Sweepstakes Scam Examples: Federal Marshals, Larry Hourd, More

Law enforcement members don't deliver sweepstakes prizes.

Photo of a woman receiving an oversized check.
Can you tell fake PCH wins from the real thing?. Image © Chip Simons / Getty Images

Scam Example: Federal Marshals Don't Deliver PCH Prizes

Scam artists use many different tactics to make themselves sound like they are trustworthy, including posing as law enforcement officials.

One famous scam example is a person claiming to be a federal marshall on the Publisher's Clearing House Prize Patrol.

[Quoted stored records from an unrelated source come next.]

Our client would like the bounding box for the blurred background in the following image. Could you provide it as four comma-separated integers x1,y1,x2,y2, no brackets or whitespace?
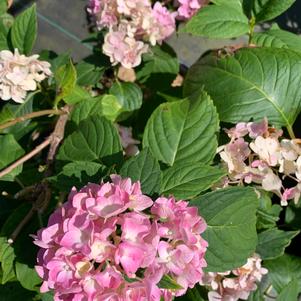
9,0,301,66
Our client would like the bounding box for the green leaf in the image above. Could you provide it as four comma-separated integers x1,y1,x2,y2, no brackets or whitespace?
256,228,299,260
71,96,103,125
190,187,258,272
120,148,161,195
99,94,124,122
76,61,104,86
0,237,15,284
109,81,143,114
253,28,301,53
158,275,183,290
0,0,7,15
160,162,226,199
55,59,77,106
0,282,35,301
252,0,296,23
182,2,249,39
143,91,219,166
48,161,105,191
256,191,282,230
265,254,301,293
247,288,265,301
184,47,301,128
15,262,41,291
276,279,299,301
63,85,92,104
0,92,36,140
57,115,122,165
0,135,25,181
11,4,37,54
176,286,206,301
136,45,179,82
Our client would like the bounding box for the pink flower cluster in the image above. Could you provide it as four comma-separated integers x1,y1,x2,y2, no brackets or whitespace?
33,175,207,301
87,0,209,68
116,124,140,157
201,254,268,301
218,118,301,206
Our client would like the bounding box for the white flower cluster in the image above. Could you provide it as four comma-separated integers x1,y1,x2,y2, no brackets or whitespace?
218,118,301,206
201,254,268,301
0,49,52,103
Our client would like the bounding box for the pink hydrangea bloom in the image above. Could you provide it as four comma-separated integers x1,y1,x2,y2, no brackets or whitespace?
88,0,178,67
201,254,268,301
33,175,207,301
152,2,176,43
117,124,140,156
103,28,148,68
176,0,209,19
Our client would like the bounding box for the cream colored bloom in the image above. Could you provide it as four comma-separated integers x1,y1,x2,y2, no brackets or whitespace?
0,49,52,103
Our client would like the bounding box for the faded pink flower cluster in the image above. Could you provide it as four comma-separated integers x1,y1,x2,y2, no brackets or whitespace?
87,0,209,68
218,118,301,206
201,254,268,301
0,49,52,103
33,175,208,301
117,124,140,157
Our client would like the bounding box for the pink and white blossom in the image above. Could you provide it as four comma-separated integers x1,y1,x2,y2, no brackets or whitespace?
33,175,207,300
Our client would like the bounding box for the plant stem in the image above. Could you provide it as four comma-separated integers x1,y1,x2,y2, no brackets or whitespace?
0,138,52,179
287,125,296,139
0,109,65,131
248,17,256,45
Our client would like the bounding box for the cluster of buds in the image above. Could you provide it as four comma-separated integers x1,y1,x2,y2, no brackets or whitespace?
201,254,268,301
218,118,301,205
33,175,208,301
0,49,52,103
87,0,209,68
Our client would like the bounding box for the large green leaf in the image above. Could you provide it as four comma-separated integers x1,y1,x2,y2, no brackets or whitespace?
136,45,179,82
54,59,77,106
182,2,249,39
109,82,143,113
190,187,258,272
265,254,301,294
256,228,299,260
15,262,41,291
160,162,226,199
0,135,25,181
57,115,122,165
253,28,301,53
252,0,296,23
0,237,15,284
76,61,104,86
0,282,35,301
276,279,299,301
71,96,103,125
119,148,161,195
143,91,219,166
184,47,301,128
11,4,37,54
48,161,106,191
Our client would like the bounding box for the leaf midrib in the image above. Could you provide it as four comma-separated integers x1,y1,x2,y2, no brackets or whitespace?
208,63,291,127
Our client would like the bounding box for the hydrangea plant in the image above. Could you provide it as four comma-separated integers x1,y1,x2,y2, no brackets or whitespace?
0,0,300,300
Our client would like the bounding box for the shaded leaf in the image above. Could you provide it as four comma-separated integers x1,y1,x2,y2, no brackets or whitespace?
256,228,299,260
0,135,25,181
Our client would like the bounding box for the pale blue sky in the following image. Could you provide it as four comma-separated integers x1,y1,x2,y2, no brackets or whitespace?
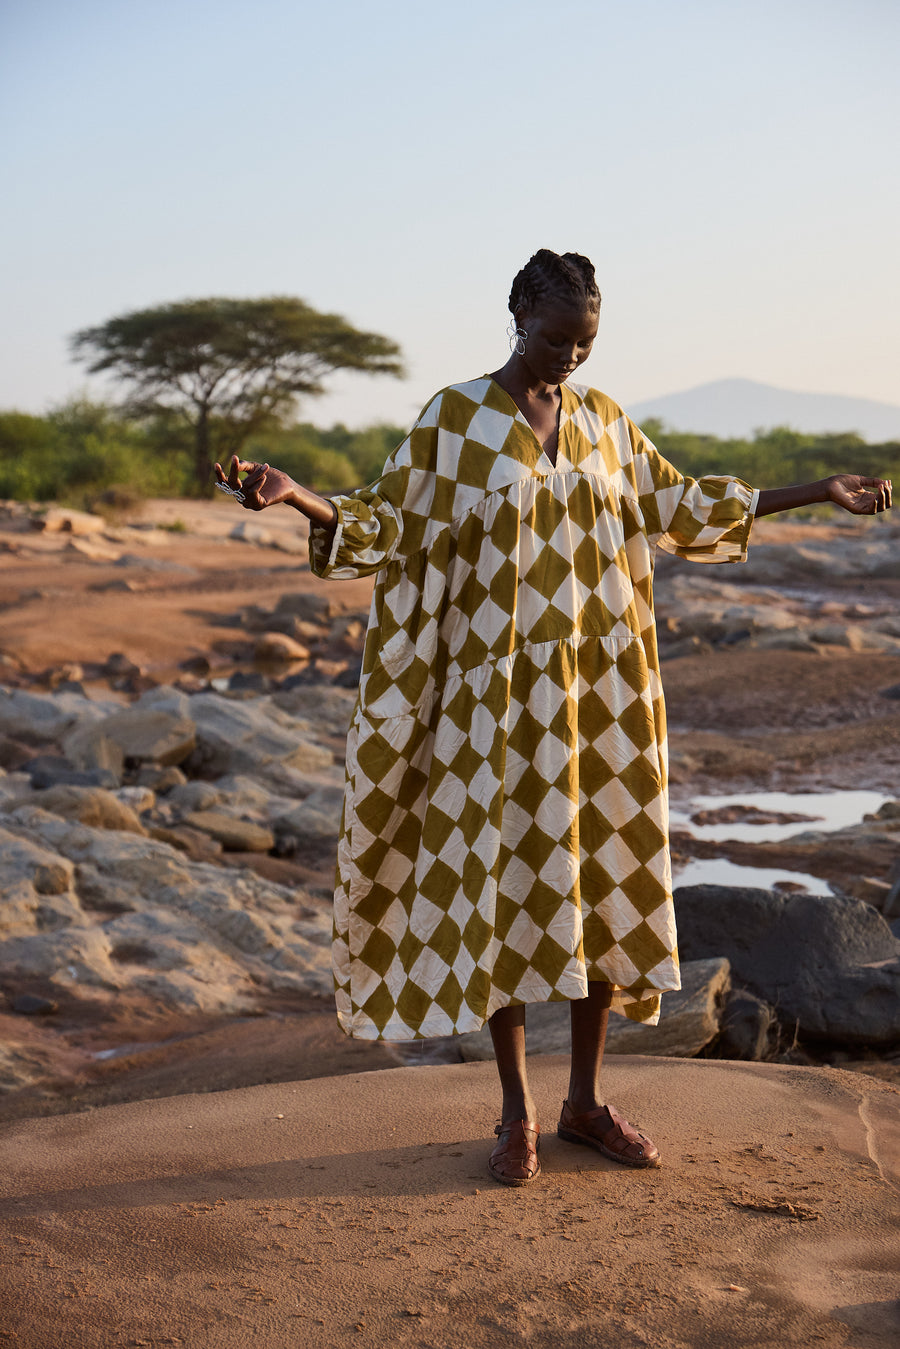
2,0,897,429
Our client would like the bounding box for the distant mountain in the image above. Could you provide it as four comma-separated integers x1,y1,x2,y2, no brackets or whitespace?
627,378,900,442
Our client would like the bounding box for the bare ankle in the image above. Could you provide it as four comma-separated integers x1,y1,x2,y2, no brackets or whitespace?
501,1094,538,1124
564,1091,604,1116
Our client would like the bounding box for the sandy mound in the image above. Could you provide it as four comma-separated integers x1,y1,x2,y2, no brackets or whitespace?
1,1056,898,1348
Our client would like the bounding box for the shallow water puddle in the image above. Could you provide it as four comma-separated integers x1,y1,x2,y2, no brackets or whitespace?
670,788,890,894
670,788,889,843
672,857,832,894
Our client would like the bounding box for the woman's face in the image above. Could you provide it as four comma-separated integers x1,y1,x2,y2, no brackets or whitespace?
517,299,599,386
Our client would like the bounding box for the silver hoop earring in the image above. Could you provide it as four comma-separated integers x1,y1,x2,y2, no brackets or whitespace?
507,317,527,355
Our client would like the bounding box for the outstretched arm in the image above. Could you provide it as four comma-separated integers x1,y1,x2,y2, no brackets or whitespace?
214,455,338,541
755,474,892,518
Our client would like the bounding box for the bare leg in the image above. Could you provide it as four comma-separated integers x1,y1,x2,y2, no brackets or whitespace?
489,1004,537,1124
487,1004,541,1184
566,980,612,1113
560,981,660,1166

The sweepstakes scam starts with a phone call from someone claiming to be a Federal Marshal or another type of law enforcement agent.

They tell the person who answers the phone that they are from the PCH Prize Patrol, and they are going to deliver a prize of $90,000 or more to their home. They just need the so-called winner to wire them some money first to cover "insurance."

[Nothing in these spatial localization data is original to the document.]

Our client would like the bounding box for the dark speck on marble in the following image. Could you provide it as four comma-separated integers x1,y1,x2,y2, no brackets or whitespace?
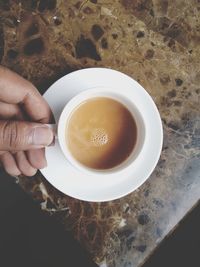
112,33,118,39
144,189,150,197
101,37,108,49
74,1,82,9
25,22,39,37
156,227,163,237
126,236,135,250
158,159,166,168
23,38,45,56
167,121,180,131
138,213,150,225
181,112,190,122
75,35,101,61
173,100,181,106
175,78,183,86
149,9,154,17
158,17,171,31
117,228,133,238
166,23,182,39
38,0,57,12
83,7,93,14
53,17,62,26
145,49,154,59
160,96,172,108
168,39,176,51
124,206,130,213
91,24,104,41
136,245,147,253
7,49,19,59
117,228,136,250
136,31,145,38
160,74,170,85
171,202,177,211
167,89,176,98
153,198,164,208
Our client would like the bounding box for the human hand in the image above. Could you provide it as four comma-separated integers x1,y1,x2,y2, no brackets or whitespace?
0,66,54,176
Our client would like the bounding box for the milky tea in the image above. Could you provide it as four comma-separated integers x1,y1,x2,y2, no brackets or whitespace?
65,97,137,170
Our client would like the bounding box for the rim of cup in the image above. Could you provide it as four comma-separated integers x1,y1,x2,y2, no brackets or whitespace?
57,87,146,175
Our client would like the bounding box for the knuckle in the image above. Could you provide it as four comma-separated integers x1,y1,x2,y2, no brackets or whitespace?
2,121,19,149
0,152,20,176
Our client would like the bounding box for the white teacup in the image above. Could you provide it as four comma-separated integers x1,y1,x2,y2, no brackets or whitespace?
41,68,163,202
56,87,146,175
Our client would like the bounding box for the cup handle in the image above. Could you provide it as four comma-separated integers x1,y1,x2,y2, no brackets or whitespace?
45,124,58,146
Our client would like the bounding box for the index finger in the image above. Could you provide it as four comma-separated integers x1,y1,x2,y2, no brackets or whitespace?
0,66,52,123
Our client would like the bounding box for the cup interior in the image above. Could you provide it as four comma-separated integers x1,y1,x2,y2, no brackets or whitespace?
58,87,146,175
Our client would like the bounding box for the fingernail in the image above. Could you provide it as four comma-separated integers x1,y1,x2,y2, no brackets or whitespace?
33,127,54,146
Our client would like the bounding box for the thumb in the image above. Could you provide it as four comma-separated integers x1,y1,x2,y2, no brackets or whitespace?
0,121,54,151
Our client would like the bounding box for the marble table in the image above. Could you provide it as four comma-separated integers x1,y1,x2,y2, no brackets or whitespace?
0,1,200,266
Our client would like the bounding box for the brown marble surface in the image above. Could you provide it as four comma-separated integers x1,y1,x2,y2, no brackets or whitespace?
0,1,200,266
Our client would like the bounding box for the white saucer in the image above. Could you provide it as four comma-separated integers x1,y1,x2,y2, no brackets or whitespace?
40,68,163,202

This scam example has already used two of my Top Warning Signs of Sweepstakes Scams: warning sign #1, "Sweepstakes Scams Require You Pay to Receive the Prize" and Warning Sign #10, "Sweepstakes Scams Can Pose As Government Organizations."

If a real law enforcement officer does call your home, you can always ask for a name, department, and badge number, and call their precinct or agency to verify that the officer is legitimate. Be sure to look up the number of the law enforcement agency yourself. It's easy for a scammer to get a friend to pose as a supervisor to verify his story.

Publisher's Clearing House also offers a phone number you can call to verify whether you've really won a prize.

You can find it in my Publisher's Clearing House FAQ.

In addition, remember that the Publisher's Clearing House Prize Patrol does not include law enforcement officers. Federal Marshals do not call people with win notifications. And most of all, you never have to wire money to anyone to receive a legitimate prize.

Sweepstakes Scam Example: Larry Hourd and the Kansas City Award Notification Commission

This scam is just barely legal, but it clearly tries to trick people into sending money to win a prize, something that no legitimate sweepstakes would ever do.

It works like this: the scam victim receives an official-looking letter in the mail from Larry Hourd and the Kansas City Award Notification Commission, which seems to state that he or she has won a huge prize worth a million or two million dollars.

The letter also appears to request a fee (sometimes reported as $11.89, sometimes more) to claim the prize.

At this point, your alarm bells should be ringing. Hopefully, you know you never need to pay to claim a prize, and you know that you wouldn't be able to claim a prize that large without an affidavit

If you read the fine print carefully, you'll find that the company is misleading you. You haven't won a prize yet. Rather, you will win a prize if you return the entry form, and if your randomly-assigned number matches the winning number. And what are the odds of that happening?

Oh, and that fee? It's actually just to get a coupon book, nothing to do with the sweepstakes at all.

So is it a legal sweepstakes?

Maybe, but I wouldn't give my information to any company that used tactics that are so misleading.